Альфред Дагген - Деус Вульт!
— Будь я проклят, если поверю в эту лживую церковную сказку! — покраснев, крикнул Роберт. — Вся эта история — дело рук лентяя, саботажника и симулянта графа Раймунда. Он думает, раз папский легат — его вассал, то и вся церковь у него в руках. Как Священное Копье оказалось в Антиохии, вместо того чтобы лежать в Иерусалиме, и почему святой Андрей явился к двуличному прованцу, когда в войске есть столько честных норманнов? А прованцам здесь вообще нечего делать. Все знают, что Антиохия обещана нам, итальянским норманнам. Недалек тот час, когда мы турнем отсюда этих идиотов-рогоносцев, а заодно и их ханжу графа!
Роберт говорил все тише, пока голос не превратился в сердитое ворчание, но Рожер услышал достаточно, чтобы встревожиться. Прованские дамы пользовались большей свободой, чем все прочие, и считались мастерицами по части любовных делишек, но это делало их мужей особенно чувствительными к насмешкам, и стоило им услышать слово «рогоносец», как в городе началась бы страшная драка. К счастью, в этой таверне собрались одни норманны, и Рожер обрадовался, что его новые друзья собрались уходить и больше никого не смогут оскорбить. Как бы то ни было, ему предоставилась редкая возможность хорошенько выпить. Повод был подходящий, а в последние несколько месяцев ему никак не удавалось отвести душу.
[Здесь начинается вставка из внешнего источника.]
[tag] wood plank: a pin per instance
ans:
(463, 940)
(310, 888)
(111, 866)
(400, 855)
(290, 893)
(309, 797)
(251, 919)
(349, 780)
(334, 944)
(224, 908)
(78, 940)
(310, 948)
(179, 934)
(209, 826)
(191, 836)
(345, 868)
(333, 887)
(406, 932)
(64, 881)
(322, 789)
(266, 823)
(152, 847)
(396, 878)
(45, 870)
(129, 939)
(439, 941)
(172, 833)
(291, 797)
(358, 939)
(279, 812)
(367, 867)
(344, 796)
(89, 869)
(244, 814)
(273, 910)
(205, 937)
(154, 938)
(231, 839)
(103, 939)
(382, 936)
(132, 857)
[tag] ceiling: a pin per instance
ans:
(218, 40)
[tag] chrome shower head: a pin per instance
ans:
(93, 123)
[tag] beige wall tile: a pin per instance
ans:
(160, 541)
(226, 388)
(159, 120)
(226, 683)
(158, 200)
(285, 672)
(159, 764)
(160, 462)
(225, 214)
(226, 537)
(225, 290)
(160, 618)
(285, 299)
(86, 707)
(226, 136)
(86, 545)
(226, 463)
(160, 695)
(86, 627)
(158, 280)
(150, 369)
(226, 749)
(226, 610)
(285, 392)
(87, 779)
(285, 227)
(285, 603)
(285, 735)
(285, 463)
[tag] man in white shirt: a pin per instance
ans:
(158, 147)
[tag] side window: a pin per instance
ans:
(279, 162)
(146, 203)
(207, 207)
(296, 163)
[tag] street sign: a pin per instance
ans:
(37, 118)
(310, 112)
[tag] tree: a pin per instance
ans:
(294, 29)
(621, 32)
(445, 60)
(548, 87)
За неполных два года службы в войске паломников юноша настолько освоился, что ноги сами неели его на пост. Слава богу, когда компания начала разбредаться, кто-то вспомнил о нем и догадался повесить ему на шею забытый щит.
Назавтра Рожер стоял на смотровой площадке и обдумывал давешний разговор в таверне. Смену командования саму по себе можно было только одобрить: единый вождь лучше военного совета, а граф Тарентский был для этого наилучшей кандидатурой. Однако сейчас не все зависело от искусства полководца. Он был злейшим врагом византийского императора, а это означало, что помощи от греков ждать нечего. Должно быть, вожди решили, что на нее и так рассчитывать не приходится.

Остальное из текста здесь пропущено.